To me, this looks like it would mean that functions such as correct!() does know to "ignore" missing observations, and therefore higher-level loops like forward_trajectorry() indeed handle missing data already. If how I am understanding it is truly what's going on, then could the documentation be updated to reflect this (i.e. the loops used by forward_trajectorry() and the like do not apply corrections if the observation for that time step is missing)? Else, I'd like to know whether the interpretation of the short circuit should be.

Thanks!

baggepinnen commented 7 months ago

We do not support missing values for all filters at this point. The docs do not intend to claim that we support missing values, if that's your interpretation of the "Dropped samples" section it needs some clarification :) The docs are simply trying to say that supporting missing values in your own filter loop is trivial.

justidy1 commented 7 months ago

Thank you! That make sense, I was just a bit confused.

Just one more quick question for clarification. How do you interpret the short circuit evaluation mentioned above?

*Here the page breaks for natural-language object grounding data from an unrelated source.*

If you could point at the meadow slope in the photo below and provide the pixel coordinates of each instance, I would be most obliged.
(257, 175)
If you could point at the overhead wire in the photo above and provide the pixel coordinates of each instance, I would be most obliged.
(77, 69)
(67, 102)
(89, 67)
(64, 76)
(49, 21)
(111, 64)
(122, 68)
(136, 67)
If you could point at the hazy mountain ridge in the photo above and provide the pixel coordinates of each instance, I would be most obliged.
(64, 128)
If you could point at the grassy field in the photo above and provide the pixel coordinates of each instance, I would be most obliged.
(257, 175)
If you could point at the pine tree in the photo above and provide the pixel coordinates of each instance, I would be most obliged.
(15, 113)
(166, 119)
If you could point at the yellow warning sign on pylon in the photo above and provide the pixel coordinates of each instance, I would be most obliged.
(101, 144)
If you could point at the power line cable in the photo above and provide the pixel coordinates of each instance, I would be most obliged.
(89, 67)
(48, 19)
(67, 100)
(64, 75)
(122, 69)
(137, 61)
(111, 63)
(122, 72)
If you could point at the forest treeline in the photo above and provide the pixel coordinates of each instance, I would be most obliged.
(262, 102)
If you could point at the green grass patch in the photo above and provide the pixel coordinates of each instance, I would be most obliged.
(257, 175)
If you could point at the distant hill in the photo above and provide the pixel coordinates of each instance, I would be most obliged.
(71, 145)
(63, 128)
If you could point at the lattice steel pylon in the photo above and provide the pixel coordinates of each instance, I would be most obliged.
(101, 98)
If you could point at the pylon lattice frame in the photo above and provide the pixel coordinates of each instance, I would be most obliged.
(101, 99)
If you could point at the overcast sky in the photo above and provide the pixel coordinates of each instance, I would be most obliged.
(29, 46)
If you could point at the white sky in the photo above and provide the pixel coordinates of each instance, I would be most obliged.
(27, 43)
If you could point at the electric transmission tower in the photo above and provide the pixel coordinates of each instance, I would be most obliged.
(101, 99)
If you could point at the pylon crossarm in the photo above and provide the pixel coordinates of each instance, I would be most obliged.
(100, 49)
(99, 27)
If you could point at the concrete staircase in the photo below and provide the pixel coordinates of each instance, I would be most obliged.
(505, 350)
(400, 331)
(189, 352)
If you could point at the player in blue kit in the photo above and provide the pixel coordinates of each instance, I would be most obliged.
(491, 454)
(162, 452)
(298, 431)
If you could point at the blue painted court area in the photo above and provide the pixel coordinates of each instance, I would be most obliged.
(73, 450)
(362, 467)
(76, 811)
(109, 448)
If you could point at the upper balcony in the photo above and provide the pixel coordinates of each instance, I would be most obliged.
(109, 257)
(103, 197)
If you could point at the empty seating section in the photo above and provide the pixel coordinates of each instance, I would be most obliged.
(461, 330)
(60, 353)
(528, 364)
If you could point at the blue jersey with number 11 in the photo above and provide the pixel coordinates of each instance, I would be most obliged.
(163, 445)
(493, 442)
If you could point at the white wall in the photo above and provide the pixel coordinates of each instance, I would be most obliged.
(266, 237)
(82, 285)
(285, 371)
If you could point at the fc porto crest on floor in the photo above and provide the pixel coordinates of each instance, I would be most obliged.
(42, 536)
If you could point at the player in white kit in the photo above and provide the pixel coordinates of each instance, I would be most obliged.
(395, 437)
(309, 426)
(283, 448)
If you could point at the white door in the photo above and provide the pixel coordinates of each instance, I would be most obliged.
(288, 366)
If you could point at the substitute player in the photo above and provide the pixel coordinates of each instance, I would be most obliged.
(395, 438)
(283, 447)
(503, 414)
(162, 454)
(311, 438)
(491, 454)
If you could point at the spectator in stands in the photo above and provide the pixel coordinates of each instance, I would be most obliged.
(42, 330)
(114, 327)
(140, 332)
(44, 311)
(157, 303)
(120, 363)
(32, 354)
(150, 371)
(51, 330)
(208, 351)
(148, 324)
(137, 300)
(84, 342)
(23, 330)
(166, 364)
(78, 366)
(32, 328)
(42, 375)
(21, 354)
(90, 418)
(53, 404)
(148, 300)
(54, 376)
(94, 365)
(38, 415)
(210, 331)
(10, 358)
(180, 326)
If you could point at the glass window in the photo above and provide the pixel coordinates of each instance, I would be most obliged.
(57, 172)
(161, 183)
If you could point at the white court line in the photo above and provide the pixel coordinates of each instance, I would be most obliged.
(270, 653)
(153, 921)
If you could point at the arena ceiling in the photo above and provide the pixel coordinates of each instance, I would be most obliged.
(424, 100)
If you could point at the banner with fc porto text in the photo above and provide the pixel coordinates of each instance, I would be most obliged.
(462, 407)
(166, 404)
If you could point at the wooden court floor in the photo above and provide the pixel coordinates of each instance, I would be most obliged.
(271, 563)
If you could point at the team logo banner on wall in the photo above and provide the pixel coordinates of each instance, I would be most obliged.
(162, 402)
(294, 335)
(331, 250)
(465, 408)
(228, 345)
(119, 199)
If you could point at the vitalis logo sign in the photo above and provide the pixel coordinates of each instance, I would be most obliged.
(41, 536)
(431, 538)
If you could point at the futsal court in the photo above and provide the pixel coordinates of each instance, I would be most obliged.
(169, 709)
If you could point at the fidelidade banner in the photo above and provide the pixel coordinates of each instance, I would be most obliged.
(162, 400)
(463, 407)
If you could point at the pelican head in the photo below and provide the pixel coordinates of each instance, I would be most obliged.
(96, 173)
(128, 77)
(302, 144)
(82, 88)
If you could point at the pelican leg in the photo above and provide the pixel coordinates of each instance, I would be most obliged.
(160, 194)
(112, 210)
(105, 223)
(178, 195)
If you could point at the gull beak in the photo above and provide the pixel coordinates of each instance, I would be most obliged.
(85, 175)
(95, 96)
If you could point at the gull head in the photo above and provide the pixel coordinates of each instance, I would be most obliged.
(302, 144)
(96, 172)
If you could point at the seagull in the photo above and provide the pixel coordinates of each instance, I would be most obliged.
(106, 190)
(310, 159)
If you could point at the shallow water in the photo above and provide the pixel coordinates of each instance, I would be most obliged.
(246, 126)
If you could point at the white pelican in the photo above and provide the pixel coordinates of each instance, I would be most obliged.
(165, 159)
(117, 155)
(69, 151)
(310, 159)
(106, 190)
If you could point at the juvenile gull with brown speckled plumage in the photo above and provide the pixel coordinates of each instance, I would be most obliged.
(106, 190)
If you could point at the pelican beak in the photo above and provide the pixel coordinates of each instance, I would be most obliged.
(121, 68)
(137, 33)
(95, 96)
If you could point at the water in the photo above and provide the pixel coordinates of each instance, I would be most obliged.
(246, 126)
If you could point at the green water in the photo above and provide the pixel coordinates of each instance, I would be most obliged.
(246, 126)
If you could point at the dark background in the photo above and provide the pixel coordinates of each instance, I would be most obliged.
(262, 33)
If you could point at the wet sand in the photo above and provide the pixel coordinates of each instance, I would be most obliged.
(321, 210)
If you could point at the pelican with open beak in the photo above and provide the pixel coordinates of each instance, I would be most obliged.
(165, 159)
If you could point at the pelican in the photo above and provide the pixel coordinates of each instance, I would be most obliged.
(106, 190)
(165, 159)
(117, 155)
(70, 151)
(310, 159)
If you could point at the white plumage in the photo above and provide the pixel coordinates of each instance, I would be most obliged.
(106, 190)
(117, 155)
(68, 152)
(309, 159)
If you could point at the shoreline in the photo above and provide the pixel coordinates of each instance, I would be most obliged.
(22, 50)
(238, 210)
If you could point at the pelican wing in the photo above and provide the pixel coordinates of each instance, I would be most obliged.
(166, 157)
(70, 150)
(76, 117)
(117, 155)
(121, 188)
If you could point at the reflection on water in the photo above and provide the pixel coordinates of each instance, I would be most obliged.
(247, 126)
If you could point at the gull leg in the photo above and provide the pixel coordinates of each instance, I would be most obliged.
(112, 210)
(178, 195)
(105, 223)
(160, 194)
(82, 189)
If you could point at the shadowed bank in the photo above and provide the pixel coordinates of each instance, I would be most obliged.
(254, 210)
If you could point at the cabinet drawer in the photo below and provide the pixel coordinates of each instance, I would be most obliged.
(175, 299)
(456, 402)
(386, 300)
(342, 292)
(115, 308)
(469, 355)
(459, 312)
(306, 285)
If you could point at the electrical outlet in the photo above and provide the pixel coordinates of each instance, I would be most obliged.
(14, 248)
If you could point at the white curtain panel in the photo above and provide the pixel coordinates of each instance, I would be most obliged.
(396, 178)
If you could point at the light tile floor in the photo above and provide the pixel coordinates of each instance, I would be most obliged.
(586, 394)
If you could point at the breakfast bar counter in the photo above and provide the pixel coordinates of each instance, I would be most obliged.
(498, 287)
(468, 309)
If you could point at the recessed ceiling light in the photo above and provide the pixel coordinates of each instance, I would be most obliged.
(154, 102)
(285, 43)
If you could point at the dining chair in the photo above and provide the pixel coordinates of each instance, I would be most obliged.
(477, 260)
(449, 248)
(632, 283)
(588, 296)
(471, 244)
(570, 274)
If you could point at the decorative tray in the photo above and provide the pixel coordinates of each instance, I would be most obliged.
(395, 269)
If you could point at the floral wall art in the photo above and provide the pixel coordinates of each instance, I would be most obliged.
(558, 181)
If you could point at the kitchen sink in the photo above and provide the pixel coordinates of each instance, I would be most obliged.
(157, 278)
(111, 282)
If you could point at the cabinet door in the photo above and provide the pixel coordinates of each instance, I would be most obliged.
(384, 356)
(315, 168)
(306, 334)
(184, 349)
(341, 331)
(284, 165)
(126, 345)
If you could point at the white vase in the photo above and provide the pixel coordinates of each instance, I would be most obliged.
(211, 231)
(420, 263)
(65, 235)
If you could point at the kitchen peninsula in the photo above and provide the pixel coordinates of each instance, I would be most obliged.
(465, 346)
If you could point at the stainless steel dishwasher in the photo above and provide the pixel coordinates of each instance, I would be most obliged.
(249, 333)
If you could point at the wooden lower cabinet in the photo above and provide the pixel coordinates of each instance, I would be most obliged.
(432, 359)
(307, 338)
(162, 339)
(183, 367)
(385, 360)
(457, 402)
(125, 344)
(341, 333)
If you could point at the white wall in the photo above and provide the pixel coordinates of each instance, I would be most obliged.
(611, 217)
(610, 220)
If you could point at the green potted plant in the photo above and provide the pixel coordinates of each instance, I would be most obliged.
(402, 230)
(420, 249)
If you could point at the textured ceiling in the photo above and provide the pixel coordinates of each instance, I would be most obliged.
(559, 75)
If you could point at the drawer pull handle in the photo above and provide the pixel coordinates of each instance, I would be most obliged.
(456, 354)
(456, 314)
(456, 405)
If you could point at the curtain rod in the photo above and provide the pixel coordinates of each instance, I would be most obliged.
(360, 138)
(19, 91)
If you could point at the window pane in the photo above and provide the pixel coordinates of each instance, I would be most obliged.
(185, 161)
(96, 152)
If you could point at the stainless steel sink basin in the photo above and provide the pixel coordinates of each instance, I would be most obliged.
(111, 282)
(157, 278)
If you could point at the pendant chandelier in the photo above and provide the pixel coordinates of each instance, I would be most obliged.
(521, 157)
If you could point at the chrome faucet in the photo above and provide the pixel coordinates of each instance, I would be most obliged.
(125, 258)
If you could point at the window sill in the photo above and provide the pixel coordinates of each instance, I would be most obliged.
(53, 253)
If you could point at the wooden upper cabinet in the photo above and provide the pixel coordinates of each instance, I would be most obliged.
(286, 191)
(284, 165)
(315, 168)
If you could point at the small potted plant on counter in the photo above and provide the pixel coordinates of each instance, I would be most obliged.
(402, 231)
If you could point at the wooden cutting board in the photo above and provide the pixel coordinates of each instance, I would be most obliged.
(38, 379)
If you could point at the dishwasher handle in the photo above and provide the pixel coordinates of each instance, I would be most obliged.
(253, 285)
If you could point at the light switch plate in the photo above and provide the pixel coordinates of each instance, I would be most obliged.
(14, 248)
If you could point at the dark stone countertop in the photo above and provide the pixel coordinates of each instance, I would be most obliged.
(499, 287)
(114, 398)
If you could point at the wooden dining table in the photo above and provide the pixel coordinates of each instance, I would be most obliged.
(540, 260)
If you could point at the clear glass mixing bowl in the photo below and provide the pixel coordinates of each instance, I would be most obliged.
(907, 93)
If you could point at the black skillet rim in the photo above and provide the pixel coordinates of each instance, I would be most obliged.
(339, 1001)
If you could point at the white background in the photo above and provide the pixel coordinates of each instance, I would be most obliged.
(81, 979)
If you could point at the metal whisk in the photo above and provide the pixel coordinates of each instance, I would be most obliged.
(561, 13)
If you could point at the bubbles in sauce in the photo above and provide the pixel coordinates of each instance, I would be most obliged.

baggepinnen commented 7 months ago

How do you interpret the short circuit evaluation mentioned above?

As you say, it's there to handle missing measurements. The problem is that not all filters have this mechanism implemented yet. The method used there is also not always the optimal way to handle missing measurements. In cases when you have more than one sensor, you can still perform the measurement update with a subset of the measurements if some but not all are missing.

justidy1 commented 7 months ago

Okay, thank you for the clarification!